Не попавший на фронт паренек вмешался в разговор и заявил, что «первым долгом политэкономию изучать надо».
— Это про чего? — простодушно спросила та, что с косой.
— Это значит наука про капитализм. Как он нашего брата за жабры берет и даже дыхать не дает, — объяснил паренек.
Вышел Загорский и предложил всем заходить к нему в кабинет. Василий постеснялся и остался в приемной, тоскливо поглядывая на Веру, углубившуюся в свои бумаги.
Вдруг она подняла глаза на него:
— Ты все еще тут? Представился Владимиру Михайловичу?
— Да нет, — замялся Василий.
— Эх ты! — Вера поднялась и нырнула в кабинет.
Вместе с ней оттуда вышел Загорский. Он был уже без пальто, в темном костюме и темной рубашке. И что Василия удивило — при галстуке. Как при старом режиме.
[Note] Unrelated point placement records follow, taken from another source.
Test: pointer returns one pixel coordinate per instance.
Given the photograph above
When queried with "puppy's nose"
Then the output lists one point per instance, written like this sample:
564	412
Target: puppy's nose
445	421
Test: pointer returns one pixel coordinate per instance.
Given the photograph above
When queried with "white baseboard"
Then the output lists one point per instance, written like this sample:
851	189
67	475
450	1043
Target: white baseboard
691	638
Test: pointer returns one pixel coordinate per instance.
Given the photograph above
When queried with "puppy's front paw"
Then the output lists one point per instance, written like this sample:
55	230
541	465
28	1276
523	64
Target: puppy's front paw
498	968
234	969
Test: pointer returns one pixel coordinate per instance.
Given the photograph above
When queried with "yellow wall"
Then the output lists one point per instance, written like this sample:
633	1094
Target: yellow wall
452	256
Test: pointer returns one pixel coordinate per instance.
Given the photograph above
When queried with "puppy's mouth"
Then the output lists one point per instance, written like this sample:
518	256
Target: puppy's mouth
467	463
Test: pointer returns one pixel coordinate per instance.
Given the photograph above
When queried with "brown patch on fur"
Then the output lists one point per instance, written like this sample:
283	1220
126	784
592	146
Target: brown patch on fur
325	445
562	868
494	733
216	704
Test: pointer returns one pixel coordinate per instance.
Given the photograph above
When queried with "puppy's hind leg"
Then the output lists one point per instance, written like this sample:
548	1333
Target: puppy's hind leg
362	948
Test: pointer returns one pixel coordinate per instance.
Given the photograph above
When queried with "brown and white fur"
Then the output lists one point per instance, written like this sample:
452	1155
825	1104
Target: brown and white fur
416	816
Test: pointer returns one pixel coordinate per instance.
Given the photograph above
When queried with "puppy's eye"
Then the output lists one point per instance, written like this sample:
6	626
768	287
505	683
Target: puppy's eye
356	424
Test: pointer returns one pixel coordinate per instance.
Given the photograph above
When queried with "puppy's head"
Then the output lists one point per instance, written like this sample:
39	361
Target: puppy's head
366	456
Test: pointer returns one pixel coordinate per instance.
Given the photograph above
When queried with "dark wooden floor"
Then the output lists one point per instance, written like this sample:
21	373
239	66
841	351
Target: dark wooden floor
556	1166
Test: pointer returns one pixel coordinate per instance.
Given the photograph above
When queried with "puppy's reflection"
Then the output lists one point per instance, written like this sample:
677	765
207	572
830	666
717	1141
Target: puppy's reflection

— Здравствуйте, товарищ, — быстро сказал Загорский, протягивая Василию небольшую горячую руку. — Это хорошо, что вас прислали, а то видите, сколько с нас разного требуют. Это инструктор МК Донской, — показал он на знакомого Василию молодого человека.
Василий, ответно улыбнувшись, подумал, что, наверное, работать с Загорским будет хорошо… Столько обаяния было в улыбке, в окающем говоре, во всей повадке секретаря!
— А с Верой вы уже познакомились? — продолжал он, со смешинкой поглядывая на нее.
— Вы подождите немного, мы с вами поедем в типографию Кушнерева. Сегодня пятница, я там выступаю.
Василий знал, что по пятницам в районах на предприятиях выступают ответственные партийные работники, и сам слышал не раз их лекции и доклады. Загорского ему слышать не приходилось. Теперь он был доволен, что знакомство их начнется сразу с дела.
Тогда, в первый раз отправляясь с Владимиром Михайловичем на «Кушнеревку», Василий, конечно, вовсе не догадывался о том, какие воспоминания связаны у Загорского с этим районом, почему так светлеет его лицо в ничем не примечательных, сплошь по-старому зовущихся местах: Пименовская улица, Косой переулок…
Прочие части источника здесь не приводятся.